Un día, mientras el cónyuge conducía a Yukón desde el patio trasero, el perro lo mordió en el trasero. Esto se reconoció fácilmente como un desafío al estado alfa de la pareja. En una manada, el perro guía suele ser el alfa. Inmediatamente hice rodar el yukón, metí la pata delantera opuesta debajo de su cuerpo y lo obligué a acostarse de lado. Me acosté sobre él y le cerré el hocico. El esposo se acostó sobre su trasero y ayudó a controlar la lucha. Después de lo que pareció una hora pero pudo haber sido menos de cinco minutos, el Yukón dejó de sufrir. Cuando suspiró y se quedó completamente flácido, lo dejamos. Se fue voluntariamente a su casa, se acostó y, por así decirlo, ordenó sus pensamientos. Esta dura lección condujo a casa por así decirlo No Alpha, que tenía dos Alphas muy capaces que mantendrían su comportamiento, y la condición de Beta podría no haber sido tan mala. No hemos recibido ningún otro incidente de agresión de él.

¡No recomiendo que hagas esta maniobra a menos que hayas sido entrenado en cómo hacerlo! Esto es para los profesionales, y agradezco a mi papá por enseñármelo.
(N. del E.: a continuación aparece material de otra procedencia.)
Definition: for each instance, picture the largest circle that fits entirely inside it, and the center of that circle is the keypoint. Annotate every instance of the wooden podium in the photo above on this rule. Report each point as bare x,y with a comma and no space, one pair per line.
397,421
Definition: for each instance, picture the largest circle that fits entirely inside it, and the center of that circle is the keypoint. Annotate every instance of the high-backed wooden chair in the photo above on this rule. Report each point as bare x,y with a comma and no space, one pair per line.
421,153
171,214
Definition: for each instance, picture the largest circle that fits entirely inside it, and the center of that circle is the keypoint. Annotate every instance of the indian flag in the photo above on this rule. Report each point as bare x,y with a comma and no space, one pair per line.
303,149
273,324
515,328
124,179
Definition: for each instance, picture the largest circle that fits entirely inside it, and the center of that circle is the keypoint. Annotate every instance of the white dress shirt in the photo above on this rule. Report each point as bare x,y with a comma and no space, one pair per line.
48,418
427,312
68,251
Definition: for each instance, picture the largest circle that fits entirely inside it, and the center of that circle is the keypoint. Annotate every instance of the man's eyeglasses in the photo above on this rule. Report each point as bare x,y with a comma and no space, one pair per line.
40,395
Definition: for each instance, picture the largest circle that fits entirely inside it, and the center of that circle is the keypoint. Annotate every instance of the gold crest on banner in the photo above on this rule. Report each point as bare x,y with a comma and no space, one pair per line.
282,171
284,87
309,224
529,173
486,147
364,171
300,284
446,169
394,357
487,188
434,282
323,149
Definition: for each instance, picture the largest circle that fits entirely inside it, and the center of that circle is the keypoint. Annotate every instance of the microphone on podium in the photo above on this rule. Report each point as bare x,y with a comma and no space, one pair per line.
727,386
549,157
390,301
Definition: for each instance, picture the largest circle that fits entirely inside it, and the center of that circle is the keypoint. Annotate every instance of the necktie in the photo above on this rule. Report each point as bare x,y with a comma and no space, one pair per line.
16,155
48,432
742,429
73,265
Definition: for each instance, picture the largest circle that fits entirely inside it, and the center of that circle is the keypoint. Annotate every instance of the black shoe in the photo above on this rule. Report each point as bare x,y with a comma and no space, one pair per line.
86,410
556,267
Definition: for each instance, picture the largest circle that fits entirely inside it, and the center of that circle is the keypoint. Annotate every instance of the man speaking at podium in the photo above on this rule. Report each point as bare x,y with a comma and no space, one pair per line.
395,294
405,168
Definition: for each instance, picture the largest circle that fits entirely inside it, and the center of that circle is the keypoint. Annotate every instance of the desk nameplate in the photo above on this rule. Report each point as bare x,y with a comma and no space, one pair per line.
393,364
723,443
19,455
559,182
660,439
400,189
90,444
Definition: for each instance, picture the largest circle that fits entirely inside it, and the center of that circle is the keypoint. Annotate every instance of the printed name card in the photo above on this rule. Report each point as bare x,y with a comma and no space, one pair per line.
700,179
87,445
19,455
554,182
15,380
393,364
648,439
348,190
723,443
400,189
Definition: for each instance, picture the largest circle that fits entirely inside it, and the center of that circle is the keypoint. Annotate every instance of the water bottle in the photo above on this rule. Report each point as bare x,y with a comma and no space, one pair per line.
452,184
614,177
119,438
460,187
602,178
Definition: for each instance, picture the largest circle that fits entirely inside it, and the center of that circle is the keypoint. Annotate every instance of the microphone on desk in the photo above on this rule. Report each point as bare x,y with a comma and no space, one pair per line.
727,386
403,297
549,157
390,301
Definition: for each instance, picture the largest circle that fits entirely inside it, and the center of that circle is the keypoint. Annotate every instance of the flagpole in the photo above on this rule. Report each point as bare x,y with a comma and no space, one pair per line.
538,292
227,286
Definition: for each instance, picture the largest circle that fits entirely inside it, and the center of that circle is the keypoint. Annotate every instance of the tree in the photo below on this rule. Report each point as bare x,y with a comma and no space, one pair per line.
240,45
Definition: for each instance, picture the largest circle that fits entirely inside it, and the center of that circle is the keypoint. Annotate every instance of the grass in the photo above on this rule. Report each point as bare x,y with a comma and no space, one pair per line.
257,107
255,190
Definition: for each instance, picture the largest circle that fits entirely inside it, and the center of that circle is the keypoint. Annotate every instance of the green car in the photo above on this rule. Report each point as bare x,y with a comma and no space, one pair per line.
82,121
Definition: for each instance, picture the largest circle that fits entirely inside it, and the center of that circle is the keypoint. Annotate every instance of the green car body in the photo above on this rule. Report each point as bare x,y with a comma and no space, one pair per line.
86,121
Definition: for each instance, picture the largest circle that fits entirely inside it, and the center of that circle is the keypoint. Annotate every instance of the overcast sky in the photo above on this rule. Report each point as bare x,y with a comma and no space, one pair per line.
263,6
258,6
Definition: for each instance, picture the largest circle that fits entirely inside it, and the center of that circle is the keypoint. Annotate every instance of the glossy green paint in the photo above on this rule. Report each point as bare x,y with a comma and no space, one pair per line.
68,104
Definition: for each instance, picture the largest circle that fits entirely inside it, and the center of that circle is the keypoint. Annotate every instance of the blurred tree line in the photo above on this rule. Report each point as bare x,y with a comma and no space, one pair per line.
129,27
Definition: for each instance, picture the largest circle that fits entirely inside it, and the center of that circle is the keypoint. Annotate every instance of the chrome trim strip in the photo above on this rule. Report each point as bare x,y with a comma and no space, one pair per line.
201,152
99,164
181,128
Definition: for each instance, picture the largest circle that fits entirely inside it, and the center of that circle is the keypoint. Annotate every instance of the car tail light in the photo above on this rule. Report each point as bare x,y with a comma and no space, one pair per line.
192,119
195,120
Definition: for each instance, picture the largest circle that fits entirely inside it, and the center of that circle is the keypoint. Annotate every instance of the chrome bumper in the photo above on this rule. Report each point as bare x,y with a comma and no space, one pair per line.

En mi trabajo como terapeuta del habla de salud en el hogar, encuentro perros de todos los tamaños y todos los grados de entrenamiento en los hogares de las personas a las que brindo servicios. No estoy obligado a ingresar a una casa donde las mascotas no tienen correa, pero generalmente lo hago de todos modos. Nunca cuestiono la oferta de un cliente de ponerle correa a su mascota. Tengo mucha experiencia leyendo el comportamiento de un perro, cómo usa su cola, cómo muestra sus dientes, la posición de sus orejas, si un gruñido puede conducir a algo peor, qué tipo de olores encuentra en mí, y tantas cosas. otras historias que no siempre puedo describir bien. La mayoría de las veces, los perros (y gatos) de mis clientes son al menos tolerantes conmigo, pero si muestran el más mínimo signo de verdadera agresión, exijo que los encierren.

Tengo un don de madre que los animales suelen parecerse a mí. Pero nunca pierdo de vista el hecho de que son animales y que su percepción del mundo es muy, muy diferente a la mía. Siempre estoy buscando información sobre los procesos de pensamiento de los animales. Me gustan mucho los libros escritos por la experta en reconocimiento de perros, la Dra. Alexandra Horowitz, “Being a Canine” y “Inside a Canine”.

Hay mucha información buena sobre cómo criar un buen perro, incluidos libros, movies y, lo mejor de todo, lecciones de obediencia con el AKC u otros clubes de perros que son examinados e impartidos por entrenadores expertos. Pero el primer paso es examinar de cerca su cumplimiento. Está mal, simplemente mal e inmoral tener un perro si no estás listo para hacer un compromiso que en realidad es tan profundo como adoptar un niño o casarte. No es algo que puedas explotar. No importa la raza, es un verdadero placer estar cerca de un perro bien entrenado, pero un perro mal entrenado es un peligro para las personas u otras criaturas que puedan acercarse a él.

Si no está listo para comprometerse a entrenar a su perro, no lo haga.